Miniaturization offers another opportunity for GE, particularly in emerging countries. Portability is a major advantage in these regions, as well as in remote areas of developed nations, where MRI and CT are not prevalent.

“This will generate new users of ultrasound in new geographic areas,” Ishrak said. “We think Asia will have the highest growth rate.”

China is especially attractive. GE expects to sell $40 million of ultrasound equipment to China during 2001.

Most of the opportunity for growth, however, will be found in the backyards of competitors. Like a black hole, GE ultrasound hopes to increase its mass by sucking in surrounding matter.

“We only have 22% market share; almost 80% of the market is someone else’s, so we have lots of share to take,” Ishrak said. “We intend to be number one in everything in every country and every product line and every application. No order is too small for us; no product is too small for us. That is our approach to growth.”
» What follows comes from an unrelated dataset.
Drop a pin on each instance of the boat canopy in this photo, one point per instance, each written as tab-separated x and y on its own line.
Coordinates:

Over the past several years, GE has consistently applied this approach to the market. In the interim, however, consolidation has radically changed the character of the industry-much to GE’s liking.

“A year ago our competition was primarily U.S.-based and comprised relatively small companies,” Ishrak said. “Today our competition is Europe-based and comprises full-line companies. Our

competition today has different cards and different constraints and we feel much more at ease with where we stand.”

Once perceived as a latecomer to ultrasound, GE now is viewed as the veteran, Ishrak said, a stable and growing company-facts that GE’s sales and marketing force will hammer home in the next 12 to 18 months, as they attack the installed bases of competitors.

“We are the stable partner and we intend to communicate and leverage that,” he said.

Prime opportunities in the near term are the customers of companies in the process of merging. The combination of Acuson and Siemens and the pending integration of Agilent with Philips ATL have raised questions in the marketplace about the longevity of their respective products. GE has a simple alternative-buy GE.

“We have no internal controversies,” Ishrak said. “We have one team and one mission.”

But GE is not focusing only on companies going through mergers. These are just the most vulnerable. All of ultrasound is a target. And GE has its finger on the trigger.